O próprio ministro chegou a pôr em perspectiva o que pareceu ser, então, a seu juízo, a irrelevância de um estouro de R$ 30 bilhões em face de um orçamento de R$ 4,325 trilhões — antes da revisão. De fato, dado o conjunto, o dinheiro parece, e é mesmo, uma merreca: 0,69%.
O programa, com os R$ 400, custará, pelo menos, R$ 85,8 bilhões em 2022, o que corresponde a 1,98% do Orçamento enviado ao Congresso. Uma elevação para R$ 600, pois, implicaria um gasto de R$ 128,7 bilhões: 2,97%.
Por que todas essas contas? Bem, em primeiro lugar, porque foi Guedes a lembrar quão pouco, de fato, o "estouro" representa quando cotejado com o tamanho do Orçamento. Se bem que ele não põe na conta o calote dos precatórios.

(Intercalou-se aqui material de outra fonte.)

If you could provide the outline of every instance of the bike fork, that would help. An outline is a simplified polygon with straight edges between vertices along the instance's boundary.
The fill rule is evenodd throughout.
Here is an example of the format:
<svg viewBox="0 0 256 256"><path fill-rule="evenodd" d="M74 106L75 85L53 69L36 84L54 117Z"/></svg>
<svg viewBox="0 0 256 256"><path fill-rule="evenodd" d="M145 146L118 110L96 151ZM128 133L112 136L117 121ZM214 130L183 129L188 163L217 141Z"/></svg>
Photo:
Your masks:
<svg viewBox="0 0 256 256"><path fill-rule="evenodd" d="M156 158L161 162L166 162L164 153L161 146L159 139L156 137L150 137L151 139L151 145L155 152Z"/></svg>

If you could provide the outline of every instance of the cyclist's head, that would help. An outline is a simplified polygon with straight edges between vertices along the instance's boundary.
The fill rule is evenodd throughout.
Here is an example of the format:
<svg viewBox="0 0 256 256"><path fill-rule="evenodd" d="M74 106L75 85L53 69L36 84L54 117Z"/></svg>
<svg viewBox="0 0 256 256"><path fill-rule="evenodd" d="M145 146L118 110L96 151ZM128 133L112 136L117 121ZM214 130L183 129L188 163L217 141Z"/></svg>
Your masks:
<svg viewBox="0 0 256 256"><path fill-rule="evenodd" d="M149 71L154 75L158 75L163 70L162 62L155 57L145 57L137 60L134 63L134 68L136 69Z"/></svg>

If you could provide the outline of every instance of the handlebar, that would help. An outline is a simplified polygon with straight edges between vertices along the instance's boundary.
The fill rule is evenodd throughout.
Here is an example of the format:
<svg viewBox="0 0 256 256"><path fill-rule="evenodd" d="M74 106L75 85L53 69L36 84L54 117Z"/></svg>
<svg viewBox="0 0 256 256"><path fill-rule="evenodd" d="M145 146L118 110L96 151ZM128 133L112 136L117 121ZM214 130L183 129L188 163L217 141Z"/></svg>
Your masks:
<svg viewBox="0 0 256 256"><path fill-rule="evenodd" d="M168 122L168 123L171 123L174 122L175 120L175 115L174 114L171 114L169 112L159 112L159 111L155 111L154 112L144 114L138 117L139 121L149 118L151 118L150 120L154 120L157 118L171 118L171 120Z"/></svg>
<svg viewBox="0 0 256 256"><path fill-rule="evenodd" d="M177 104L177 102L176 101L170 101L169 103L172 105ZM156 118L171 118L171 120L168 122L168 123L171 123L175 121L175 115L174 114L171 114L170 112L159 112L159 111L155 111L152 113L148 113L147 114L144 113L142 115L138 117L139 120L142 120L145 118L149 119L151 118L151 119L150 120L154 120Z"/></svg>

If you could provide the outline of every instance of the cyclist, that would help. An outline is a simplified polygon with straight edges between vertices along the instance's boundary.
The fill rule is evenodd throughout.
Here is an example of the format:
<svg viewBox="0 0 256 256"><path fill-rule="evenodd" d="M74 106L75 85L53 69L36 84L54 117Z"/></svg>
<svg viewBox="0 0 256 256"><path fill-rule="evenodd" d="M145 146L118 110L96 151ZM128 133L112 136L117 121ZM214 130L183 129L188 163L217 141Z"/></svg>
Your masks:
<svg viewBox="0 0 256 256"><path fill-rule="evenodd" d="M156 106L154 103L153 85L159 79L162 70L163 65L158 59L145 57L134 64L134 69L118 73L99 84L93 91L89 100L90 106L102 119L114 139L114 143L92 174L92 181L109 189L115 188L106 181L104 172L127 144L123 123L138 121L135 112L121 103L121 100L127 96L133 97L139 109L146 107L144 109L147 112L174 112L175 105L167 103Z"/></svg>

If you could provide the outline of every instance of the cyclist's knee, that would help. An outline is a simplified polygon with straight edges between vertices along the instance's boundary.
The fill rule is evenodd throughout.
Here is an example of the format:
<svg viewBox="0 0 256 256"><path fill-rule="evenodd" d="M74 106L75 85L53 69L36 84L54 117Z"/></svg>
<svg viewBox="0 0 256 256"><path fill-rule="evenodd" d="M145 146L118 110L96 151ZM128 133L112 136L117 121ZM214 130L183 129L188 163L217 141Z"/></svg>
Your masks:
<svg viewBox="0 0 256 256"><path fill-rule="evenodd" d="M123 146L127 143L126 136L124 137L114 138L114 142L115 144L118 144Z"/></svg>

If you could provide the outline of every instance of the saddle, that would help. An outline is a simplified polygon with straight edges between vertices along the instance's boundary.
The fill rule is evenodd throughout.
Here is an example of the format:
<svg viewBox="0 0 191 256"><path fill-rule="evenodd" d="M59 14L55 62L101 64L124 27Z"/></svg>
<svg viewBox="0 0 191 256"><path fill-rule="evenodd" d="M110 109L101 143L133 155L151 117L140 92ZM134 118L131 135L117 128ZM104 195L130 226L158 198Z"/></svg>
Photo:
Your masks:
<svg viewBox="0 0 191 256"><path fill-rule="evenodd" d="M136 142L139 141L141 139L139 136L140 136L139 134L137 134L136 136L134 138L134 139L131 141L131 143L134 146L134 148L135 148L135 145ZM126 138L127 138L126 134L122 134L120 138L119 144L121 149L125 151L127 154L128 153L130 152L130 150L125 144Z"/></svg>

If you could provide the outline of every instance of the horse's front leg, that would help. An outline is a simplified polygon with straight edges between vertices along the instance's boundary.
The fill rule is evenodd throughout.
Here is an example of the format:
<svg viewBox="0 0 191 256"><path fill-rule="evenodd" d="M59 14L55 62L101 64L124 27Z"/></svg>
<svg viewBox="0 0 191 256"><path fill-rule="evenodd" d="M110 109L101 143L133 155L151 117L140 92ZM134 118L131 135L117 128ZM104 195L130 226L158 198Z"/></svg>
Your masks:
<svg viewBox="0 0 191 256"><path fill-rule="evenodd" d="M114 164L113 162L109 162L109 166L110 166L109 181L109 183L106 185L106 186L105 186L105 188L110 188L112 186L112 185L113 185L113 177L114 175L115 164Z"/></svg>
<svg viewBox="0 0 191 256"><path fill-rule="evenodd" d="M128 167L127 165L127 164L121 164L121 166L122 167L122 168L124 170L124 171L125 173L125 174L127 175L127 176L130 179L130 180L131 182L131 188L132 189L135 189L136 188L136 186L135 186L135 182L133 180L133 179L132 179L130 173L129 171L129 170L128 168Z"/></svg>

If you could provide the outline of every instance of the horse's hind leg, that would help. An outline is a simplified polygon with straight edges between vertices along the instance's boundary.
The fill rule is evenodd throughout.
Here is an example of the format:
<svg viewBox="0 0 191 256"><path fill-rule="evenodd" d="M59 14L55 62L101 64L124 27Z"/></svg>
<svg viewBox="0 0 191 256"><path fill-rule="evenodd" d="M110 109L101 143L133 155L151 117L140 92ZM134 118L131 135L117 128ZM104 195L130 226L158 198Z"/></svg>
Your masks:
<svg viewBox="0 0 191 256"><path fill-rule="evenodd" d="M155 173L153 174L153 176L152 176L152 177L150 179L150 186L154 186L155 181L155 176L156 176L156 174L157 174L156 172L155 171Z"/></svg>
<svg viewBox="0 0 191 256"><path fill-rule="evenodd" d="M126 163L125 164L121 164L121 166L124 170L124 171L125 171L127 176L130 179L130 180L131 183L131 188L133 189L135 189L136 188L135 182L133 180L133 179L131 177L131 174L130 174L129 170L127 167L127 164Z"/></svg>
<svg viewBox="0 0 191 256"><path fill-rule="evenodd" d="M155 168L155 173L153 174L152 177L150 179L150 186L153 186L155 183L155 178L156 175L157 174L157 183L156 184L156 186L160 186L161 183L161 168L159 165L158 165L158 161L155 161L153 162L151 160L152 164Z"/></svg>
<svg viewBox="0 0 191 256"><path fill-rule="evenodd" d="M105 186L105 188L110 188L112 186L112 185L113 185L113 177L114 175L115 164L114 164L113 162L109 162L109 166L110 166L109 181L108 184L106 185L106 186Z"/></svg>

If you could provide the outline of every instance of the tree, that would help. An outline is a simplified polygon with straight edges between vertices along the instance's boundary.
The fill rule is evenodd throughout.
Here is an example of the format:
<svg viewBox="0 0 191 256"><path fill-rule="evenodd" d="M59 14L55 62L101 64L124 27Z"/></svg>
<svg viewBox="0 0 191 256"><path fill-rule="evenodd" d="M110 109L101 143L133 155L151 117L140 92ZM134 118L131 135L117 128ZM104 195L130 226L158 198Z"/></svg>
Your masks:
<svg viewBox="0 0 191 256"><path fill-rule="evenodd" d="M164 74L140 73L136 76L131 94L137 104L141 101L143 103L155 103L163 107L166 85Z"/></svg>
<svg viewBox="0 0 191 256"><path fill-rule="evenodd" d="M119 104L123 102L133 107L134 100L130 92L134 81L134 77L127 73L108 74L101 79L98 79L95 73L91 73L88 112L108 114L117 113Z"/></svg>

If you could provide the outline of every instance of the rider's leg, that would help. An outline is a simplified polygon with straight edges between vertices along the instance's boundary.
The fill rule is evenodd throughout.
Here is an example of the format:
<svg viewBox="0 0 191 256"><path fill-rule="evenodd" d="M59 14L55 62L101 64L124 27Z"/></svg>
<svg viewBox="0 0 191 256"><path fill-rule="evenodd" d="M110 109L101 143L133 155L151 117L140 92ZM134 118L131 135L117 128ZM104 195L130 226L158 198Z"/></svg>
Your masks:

Mas, agora, é preciso trazer ao debate quão igualmente pouco fez o governo em favor da racionalidade tributária. Segundo cálculos da Unafisco (Associação Nacional dos Auditores Fiscais da Receita Federal do Brasil), o governo federal deixará de arrecadar neste ano R$ 457 bilhões em renúncias fiscais — mais de 5,3 vezes o gasto com o Bolsa Família já bombado pelo estouro do teto e pelo calote dos precatórios. Digamos que a Unafisco exagerasse, e o valor correspondesse à medade...
ENCERRO
Não existem "ala política" e "ala econômica" disputando o coração de Bolsonaro. Existe, isto sim, um governo cujo líder se dedicou, ao longo de quase três anos, a golpismo e negacionismo. Para não cair, ancora-se no Centrão, que é o preço a pagar por jamais ter procurado formar uma maioria consistente no Congresso, buscando implementar, então, o seu suposto reformismo liberal -- aquele que nunca existiu.
Vejo o escarcéu que se faz com o estouro do teto por causa da elevação do benefício do Bolsa Família. Sim, prometeram não furar o limite, e eis aí a gambiarra. Aponte-se. Mas dizem: "Ah, é a ala política..." É? E as iniquidades orçamentarás e tributárias em favor dos "suspeitos (e beneficiados)" de sempre? Não escandalizam ninguém?